Nurses General Nursing
Published Mar 24, 2011
What is the lowest HGB you have seen on a pt. that is still alert, talking, upright, who exhibits no active bleeding?
LOL we had a little old lady present to the ER with "weakness" and her HGB was 3.2! I've not seen one that low before.
RheatherN, ASN, RN, EMT-P
580 Posts
post hyst; blo; appy.. started at 10, next am down to 3, d/t religion wouldnt not accept any blood product or replacement product, went home to pass on and did the next day. I understand why, but its still hard to know that happened and I can do something to help and just don't. it will always feel weird to me.
Neuro_I_C_U_Nurse
3 Posts
The lowest hemoglobin I've seen with a patient that was awake and talking is 3.2.
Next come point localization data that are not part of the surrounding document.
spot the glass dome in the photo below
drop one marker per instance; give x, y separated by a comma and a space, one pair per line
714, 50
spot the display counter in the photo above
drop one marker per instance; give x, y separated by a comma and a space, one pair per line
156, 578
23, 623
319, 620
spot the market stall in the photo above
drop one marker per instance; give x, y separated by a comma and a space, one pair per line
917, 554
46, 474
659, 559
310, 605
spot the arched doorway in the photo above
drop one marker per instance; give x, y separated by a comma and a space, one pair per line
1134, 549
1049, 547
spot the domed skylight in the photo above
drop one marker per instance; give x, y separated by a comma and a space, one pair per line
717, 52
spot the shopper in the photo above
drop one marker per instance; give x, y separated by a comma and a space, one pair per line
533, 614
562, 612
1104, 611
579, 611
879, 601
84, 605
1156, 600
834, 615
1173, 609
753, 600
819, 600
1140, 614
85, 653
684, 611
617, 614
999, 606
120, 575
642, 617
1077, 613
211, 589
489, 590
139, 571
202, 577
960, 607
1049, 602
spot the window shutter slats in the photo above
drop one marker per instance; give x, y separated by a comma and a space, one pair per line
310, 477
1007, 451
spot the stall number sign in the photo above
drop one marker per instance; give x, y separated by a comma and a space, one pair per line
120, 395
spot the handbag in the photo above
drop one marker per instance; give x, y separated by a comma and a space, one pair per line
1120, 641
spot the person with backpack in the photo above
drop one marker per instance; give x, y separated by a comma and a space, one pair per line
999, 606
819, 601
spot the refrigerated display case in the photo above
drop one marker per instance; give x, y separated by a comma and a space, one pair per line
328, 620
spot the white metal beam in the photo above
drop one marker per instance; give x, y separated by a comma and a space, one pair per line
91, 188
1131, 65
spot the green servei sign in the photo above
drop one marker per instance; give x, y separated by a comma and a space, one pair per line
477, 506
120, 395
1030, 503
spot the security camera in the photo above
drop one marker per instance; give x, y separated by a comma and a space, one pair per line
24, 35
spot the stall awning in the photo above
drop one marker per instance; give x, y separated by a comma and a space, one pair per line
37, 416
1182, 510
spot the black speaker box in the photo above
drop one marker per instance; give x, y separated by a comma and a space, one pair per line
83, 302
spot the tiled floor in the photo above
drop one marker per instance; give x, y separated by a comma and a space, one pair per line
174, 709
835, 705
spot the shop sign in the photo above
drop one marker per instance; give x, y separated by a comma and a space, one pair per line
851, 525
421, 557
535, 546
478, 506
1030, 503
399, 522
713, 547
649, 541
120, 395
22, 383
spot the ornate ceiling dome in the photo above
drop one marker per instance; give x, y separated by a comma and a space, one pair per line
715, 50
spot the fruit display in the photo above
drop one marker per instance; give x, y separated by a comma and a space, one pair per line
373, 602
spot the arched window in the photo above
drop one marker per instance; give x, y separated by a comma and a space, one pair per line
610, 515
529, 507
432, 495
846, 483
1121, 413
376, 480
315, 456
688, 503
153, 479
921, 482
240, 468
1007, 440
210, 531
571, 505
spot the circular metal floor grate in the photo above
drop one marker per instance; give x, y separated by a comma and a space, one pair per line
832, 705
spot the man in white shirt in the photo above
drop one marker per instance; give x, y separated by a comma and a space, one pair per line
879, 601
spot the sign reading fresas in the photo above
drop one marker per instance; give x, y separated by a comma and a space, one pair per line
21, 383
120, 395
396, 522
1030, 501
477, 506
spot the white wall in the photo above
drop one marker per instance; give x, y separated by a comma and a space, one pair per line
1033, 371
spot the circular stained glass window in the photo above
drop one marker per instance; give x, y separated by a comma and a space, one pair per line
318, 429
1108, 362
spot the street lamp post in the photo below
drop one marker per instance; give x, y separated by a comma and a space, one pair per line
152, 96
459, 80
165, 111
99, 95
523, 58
The lowest hemoglobin I've seen is 1.7, the patient was intubated with no BP, not even by doppler. The patient coded shortly after I received the value from the lab. I cried like a baby after that night.
ScientistSalarian
207 Posts
2-point-something (ICU patient) ... needless to say, they did not make it
Kharma711
34 Posts
2.1 in a mostly asymptomatic patient that should have passed go (stepdown) and gone to ICU... he finally decompensated an hour after he got to my unit with a map of 53 and went to ICU but I stayed over 4 hours with just this one patient and another nurse helping me to keep him alive to see the ICU... and he lived after getting lots of blood and made it back to my unit to be discharged later. It was crazy but fulfilling to see my efforts to keep him alive be rewarded!
Cricket183, BSN, RN
1 Article; 253 Posts
I've seen two different patients with low 3.something. Both oncology patients who would not accept blood products based on religious reasons (Jehovah's Witness). The first one accepted Epo and Iron and eventually was released, although she later passed away due to her original cancer diagnosis.
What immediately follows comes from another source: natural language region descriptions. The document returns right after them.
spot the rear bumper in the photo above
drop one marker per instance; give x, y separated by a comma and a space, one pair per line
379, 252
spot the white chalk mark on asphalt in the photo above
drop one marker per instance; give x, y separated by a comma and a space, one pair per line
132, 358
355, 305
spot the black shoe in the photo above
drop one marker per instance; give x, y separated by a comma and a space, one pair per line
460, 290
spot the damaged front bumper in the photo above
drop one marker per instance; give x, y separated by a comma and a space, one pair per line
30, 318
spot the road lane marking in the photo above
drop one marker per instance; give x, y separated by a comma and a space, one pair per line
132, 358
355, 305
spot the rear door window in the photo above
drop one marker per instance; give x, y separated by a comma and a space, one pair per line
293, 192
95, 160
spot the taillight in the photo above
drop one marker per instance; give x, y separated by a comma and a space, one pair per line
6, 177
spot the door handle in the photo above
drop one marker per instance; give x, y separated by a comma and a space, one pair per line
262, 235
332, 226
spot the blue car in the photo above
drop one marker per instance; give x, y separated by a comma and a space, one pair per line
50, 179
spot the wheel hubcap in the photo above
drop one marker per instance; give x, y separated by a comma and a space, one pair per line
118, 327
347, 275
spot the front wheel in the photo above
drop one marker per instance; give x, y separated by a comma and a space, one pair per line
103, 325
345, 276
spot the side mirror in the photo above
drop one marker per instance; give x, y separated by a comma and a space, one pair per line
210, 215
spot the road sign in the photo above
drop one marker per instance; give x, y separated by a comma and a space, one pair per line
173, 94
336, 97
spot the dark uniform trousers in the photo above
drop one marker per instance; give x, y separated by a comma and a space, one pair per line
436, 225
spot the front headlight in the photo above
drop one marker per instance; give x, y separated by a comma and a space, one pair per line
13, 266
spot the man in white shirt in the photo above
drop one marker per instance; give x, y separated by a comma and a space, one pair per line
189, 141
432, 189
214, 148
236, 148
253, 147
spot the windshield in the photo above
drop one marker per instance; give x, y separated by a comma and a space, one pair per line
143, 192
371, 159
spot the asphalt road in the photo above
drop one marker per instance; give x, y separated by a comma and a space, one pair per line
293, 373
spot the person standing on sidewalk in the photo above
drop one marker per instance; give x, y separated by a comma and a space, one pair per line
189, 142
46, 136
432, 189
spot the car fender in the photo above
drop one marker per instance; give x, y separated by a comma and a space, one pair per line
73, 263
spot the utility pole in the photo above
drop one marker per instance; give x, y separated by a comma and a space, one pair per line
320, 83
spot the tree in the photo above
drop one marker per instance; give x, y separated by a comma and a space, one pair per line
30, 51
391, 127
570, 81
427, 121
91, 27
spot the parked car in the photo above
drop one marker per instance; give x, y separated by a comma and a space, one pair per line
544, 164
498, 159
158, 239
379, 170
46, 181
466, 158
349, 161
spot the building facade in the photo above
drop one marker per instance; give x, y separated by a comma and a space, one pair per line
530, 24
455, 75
The second was very symptomatic and eventually agreed to transfusion but sadly we had to "hide" her and do the transfusion overnight in a separate room under an unpublished name. She told family, friends, & church members who were constantly at her side that she was having an emergency procedure. It was an administrative nightmare to arrange. She recovered, from the anemia and her cancer. It is one of those cases that will always stay with me.